WILLCOM COREサービスの基本概要

 当初は個人や法人などの一般向けデータ通信サービスが中心となるが、ウィルコムではWILLCOM COREを産業分野向けワイヤレスインフラとしても展開していく方針。喜久川氏は第1弾として、高精細映像を利用した情報サービスの実現に関する研究会を発足させる考えを明らかにした。

「WILLCOM CORE」サービスでの基地局や端末などの開発・製造に参画するパートナー企業

 この研究会には、カメラ機器メーカーやネットワークサービス企業、ASP事業者など約30社が賛同しているという。
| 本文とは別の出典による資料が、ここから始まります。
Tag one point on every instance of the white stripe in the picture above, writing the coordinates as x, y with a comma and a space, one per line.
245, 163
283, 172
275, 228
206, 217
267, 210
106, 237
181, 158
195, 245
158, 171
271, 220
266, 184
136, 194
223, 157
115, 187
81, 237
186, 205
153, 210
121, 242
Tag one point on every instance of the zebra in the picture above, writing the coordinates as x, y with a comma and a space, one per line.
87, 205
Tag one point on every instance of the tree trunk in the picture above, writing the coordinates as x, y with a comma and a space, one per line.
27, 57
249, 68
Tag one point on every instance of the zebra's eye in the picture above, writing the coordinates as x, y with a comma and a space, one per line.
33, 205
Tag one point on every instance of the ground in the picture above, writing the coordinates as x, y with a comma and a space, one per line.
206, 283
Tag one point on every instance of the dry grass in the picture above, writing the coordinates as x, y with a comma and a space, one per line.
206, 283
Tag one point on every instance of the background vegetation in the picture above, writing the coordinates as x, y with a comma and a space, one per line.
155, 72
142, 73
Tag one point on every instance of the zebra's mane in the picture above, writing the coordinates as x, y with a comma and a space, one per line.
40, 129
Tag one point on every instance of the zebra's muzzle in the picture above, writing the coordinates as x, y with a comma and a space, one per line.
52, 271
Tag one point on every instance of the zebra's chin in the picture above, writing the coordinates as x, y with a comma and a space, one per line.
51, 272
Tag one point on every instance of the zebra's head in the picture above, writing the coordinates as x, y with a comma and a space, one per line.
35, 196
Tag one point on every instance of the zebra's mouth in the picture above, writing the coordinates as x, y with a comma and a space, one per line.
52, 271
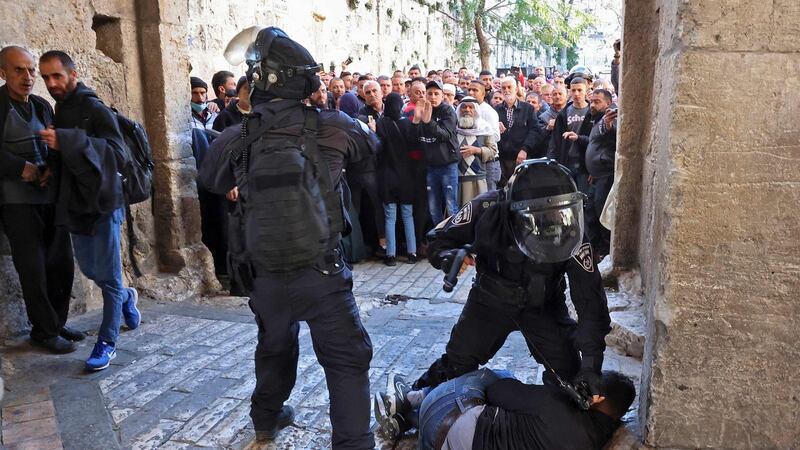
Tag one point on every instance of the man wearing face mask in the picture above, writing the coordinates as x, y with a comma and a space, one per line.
526, 238
232, 115
434, 127
202, 116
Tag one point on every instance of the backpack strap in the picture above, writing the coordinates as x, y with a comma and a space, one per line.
311, 149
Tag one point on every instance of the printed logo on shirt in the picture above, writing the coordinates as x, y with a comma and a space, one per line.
574, 119
464, 216
584, 257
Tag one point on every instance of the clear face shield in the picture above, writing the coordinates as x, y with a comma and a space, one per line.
550, 229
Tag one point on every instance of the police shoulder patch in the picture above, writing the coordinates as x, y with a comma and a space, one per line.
463, 216
584, 257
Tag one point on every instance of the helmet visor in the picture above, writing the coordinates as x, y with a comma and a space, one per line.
241, 48
552, 233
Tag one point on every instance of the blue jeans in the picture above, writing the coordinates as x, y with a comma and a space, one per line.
442, 191
98, 257
390, 214
448, 396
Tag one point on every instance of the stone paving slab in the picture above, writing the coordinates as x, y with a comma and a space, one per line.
183, 379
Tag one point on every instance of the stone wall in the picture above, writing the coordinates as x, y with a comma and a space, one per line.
717, 227
380, 35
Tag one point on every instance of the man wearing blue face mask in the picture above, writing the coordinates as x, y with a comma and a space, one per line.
203, 112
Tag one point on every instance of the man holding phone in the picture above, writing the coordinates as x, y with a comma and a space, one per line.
600, 153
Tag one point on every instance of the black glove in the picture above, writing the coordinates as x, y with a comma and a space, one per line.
589, 383
446, 259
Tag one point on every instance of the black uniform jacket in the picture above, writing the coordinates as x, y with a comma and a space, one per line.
93, 152
483, 223
341, 139
533, 417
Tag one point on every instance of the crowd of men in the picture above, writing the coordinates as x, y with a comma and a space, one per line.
451, 135
500, 164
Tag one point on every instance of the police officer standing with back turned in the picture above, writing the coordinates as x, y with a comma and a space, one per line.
526, 238
274, 159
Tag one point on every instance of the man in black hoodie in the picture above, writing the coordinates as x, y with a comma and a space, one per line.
600, 151
434, 126
41, 251
91, 200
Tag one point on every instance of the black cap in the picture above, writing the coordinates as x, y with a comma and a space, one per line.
197, 82
435, 84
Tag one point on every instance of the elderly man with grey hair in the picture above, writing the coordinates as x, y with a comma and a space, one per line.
29, 179
477, 147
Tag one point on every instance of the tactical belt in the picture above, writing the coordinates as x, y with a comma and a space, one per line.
452, 416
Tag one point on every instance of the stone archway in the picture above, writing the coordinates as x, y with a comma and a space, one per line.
709, 222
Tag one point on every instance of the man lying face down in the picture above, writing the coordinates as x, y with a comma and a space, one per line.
490, 410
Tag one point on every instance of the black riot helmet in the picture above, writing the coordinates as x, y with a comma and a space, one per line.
579, 72
546, 210
275, 63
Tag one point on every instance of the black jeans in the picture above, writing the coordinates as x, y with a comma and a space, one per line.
598, 235
214, 227
42, 254
341, 343
483, 327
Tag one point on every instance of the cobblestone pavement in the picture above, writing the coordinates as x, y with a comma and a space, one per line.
182, 380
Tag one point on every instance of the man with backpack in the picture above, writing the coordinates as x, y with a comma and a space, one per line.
29, 172
91, 199
287, 161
例えばカーナビゲーションシステムへの道路映像の配信する場合に、撮影映像をデータセンターに伝送する、映像を自動車へ配信するなどのシーンにWILLCOM CORE網を利用するイメージになる。

 「基地局とカメラを同時に設置することで設備工事費などを抑制できるメリットもある」(喜久川氏)
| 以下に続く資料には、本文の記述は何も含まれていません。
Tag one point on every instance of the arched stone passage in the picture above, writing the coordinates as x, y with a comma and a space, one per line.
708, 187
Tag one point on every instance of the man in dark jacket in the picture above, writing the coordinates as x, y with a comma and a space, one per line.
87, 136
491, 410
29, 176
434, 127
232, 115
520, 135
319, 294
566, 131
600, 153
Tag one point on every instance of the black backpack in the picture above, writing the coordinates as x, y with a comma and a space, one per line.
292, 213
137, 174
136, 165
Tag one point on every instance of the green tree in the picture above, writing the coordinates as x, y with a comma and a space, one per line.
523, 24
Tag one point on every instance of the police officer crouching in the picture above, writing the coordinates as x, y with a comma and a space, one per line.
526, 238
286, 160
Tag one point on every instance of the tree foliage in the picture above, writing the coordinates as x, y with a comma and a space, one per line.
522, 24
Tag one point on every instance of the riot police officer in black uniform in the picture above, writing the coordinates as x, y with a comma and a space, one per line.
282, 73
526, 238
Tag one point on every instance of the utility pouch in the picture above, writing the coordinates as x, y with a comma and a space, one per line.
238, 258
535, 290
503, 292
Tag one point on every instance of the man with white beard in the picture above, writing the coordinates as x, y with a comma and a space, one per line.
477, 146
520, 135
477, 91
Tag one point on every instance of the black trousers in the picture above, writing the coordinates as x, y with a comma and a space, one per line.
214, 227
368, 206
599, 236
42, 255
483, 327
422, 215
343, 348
 無線ブロードバンド通信サービスは、WILLCOM COREと同じ2.5GHz帯を利用してKDDI系のUQコミュニケーションズがWiMAX方式によるサービスを始めるほか、NTTドコモが第3世代方式を拡張した「スーパー3G(または「Long Term Evolution」)」サービスを計画する。いずれも数十〜数百Mbpsの通信速度を特徴に、一般向けのデータ通信サービスや産業分野向けの通信インフラとして展開される見込み。
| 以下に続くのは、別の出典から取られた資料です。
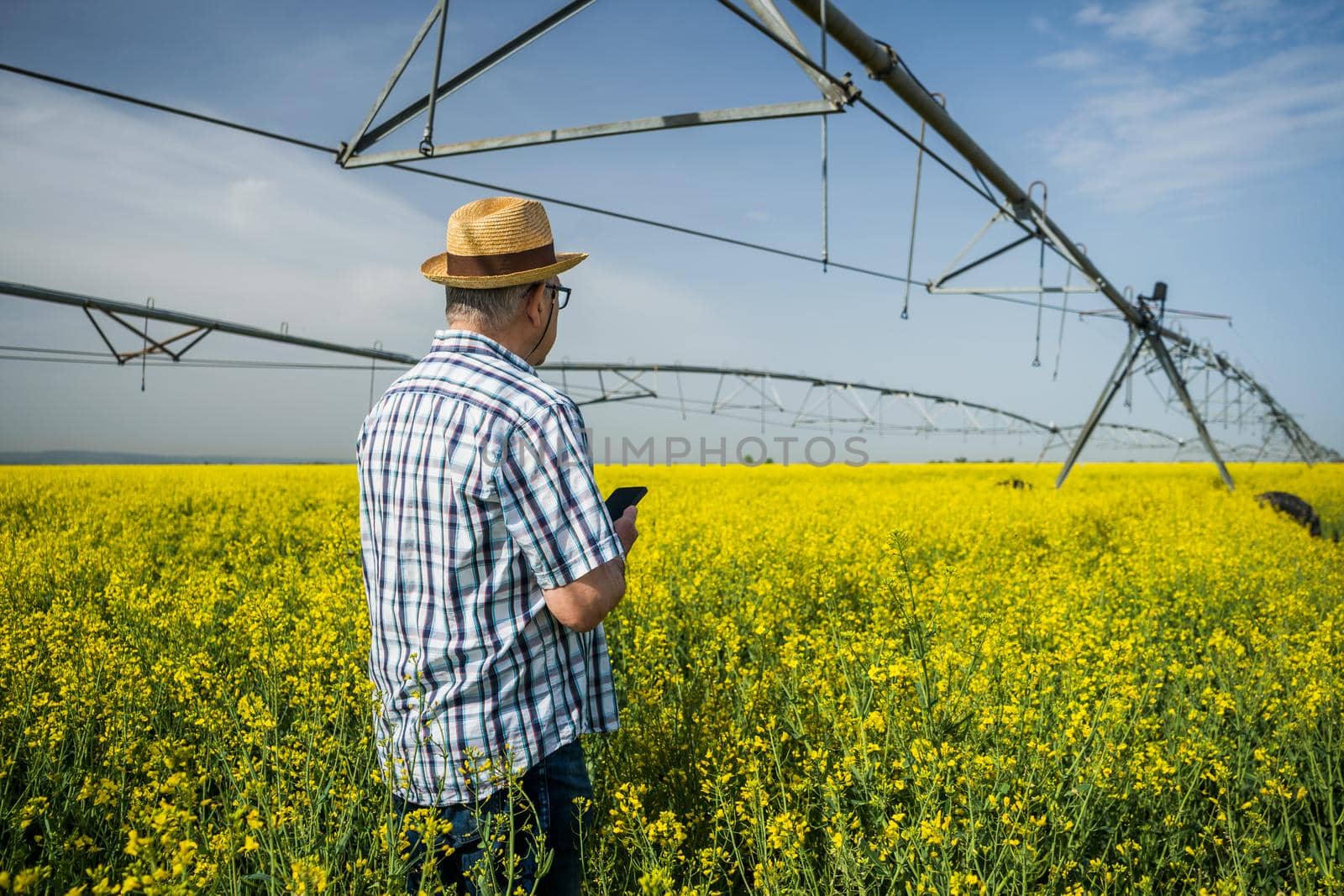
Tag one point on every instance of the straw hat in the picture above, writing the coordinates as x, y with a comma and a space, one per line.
501, 241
 サービスの優位性について喜久川氏は、「現行方式では低電磁波を特徴に医療機関で採用された実績がある。新方式でも現行の安定性や信頼性に加え、PHSの懸念点とされた高速通信が実現するのでほかの方式よりも有利だと考えている」と述べた。

 WILLCOM COREは当初、東京都心部のみで始められ、同年秋に三大都市圏および政令指定都市の一部に拡大させる計画。全国展開は2010年以降になる見通しだとしている。